The investigation of the site formation processes operating on submerged archaeological objects (principally shipwrecks) has to date focused primarily on the role of chemical and biological factors.
Following the ground-breaking work of Muckelroy in the late seventies, who at least identified the role of physical processes in the evolution of the archaeological record, very little has been done on the role of fluid flow on the development of a submerged site. Through the study of sonar images of a number of UK wrecks Caston (1979) identified the ubiquitous presence of scour as well as postulating a simple qualitative relationship between scour development and peak tidal flow. However, significantly more extensive research by the marine engineering industry suggest that scour has a critical effect on the stability and integrity of all temporary and permanent installations affected by the action of waves and currents. Consequently, it is proposed that scouring maybe a key factor in the development of any submerged site influenced by fluid flow (ie this work is equally applicable to fluvial, estuarine and marine localities.

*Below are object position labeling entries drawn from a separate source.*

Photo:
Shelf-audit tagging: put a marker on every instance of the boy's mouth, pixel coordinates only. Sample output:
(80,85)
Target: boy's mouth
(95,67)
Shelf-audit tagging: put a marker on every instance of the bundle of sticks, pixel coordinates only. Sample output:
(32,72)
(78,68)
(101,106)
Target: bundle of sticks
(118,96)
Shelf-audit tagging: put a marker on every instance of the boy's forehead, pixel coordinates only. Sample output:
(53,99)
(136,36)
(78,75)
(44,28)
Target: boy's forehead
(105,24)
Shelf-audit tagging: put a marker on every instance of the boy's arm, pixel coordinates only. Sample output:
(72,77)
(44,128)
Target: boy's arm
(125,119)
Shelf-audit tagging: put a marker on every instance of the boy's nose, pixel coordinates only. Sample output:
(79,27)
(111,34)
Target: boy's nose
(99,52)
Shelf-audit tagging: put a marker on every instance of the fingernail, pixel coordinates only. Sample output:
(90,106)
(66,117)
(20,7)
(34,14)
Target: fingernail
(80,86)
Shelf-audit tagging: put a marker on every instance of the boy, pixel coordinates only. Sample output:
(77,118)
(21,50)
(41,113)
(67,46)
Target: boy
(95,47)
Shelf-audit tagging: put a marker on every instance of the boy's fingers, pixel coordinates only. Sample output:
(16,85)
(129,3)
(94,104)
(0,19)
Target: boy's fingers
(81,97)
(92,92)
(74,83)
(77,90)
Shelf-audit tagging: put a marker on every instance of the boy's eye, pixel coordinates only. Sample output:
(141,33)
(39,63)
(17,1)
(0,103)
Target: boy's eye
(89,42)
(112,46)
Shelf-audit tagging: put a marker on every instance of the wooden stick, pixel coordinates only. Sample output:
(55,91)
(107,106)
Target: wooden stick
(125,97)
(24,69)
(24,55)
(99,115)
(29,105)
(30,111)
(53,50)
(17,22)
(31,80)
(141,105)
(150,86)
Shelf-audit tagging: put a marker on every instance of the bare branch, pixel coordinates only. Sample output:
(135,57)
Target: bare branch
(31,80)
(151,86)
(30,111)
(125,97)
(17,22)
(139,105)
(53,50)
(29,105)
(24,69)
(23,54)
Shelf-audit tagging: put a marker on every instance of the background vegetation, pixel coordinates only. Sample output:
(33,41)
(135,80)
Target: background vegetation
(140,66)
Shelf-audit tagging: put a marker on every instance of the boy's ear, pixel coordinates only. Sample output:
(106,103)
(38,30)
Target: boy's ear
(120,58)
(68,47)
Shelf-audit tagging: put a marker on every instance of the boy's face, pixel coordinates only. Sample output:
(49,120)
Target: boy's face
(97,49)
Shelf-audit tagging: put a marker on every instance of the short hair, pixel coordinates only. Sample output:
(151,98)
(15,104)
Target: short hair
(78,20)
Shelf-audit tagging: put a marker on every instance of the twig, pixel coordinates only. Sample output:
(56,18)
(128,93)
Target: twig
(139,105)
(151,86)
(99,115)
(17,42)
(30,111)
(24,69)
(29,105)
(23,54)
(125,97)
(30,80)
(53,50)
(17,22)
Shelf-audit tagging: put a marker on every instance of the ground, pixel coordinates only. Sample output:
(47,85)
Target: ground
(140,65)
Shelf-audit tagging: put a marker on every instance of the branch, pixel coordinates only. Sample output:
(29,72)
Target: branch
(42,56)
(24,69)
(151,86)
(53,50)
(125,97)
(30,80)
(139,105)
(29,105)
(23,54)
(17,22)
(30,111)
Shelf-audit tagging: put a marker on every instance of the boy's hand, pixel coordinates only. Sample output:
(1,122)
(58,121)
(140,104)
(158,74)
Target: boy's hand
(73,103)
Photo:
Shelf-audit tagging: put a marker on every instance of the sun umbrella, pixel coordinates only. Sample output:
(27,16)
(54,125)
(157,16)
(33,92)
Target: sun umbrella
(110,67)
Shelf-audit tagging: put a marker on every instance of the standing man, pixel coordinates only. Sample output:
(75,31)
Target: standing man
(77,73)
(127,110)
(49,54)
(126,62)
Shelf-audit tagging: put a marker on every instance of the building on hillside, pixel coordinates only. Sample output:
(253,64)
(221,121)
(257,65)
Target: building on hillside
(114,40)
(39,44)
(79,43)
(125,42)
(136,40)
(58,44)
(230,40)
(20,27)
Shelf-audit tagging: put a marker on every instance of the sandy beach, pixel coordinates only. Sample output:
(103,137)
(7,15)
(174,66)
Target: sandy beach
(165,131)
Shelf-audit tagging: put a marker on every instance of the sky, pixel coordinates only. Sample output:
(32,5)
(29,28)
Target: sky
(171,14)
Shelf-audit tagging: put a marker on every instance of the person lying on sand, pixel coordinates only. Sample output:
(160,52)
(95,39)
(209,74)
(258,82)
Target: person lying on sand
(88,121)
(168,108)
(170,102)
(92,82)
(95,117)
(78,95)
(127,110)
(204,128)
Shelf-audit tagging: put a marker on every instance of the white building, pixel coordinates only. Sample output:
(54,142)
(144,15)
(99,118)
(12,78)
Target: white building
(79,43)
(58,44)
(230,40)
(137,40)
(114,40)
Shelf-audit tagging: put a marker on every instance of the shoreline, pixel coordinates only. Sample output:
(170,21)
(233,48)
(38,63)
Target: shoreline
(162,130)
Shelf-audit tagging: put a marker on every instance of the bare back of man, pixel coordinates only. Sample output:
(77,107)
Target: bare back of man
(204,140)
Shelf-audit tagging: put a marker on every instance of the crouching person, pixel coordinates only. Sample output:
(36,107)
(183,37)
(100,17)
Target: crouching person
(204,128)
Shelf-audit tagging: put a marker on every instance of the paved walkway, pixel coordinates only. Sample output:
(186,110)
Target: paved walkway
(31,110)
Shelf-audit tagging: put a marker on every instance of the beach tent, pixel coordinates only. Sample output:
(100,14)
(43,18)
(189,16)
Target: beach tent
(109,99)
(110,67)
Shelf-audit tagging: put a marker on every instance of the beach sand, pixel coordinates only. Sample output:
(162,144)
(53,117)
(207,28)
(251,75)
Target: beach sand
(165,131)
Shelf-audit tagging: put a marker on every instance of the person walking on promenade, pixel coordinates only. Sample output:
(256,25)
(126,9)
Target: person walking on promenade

This project hopes to explore the fundamental role of scour on the development of submerged archaeological sites through the application of physical and numerical modelling techniques. This work will greatly enhance our knowledge of submerged site development in a variety of flow regimes. In particular, the ability to predict either the location of the scour pits or the archaeological 'obstacle' may significantly effect subsequent recording strategies employed and most importantly the true extent of any one site and hence the area to be designated.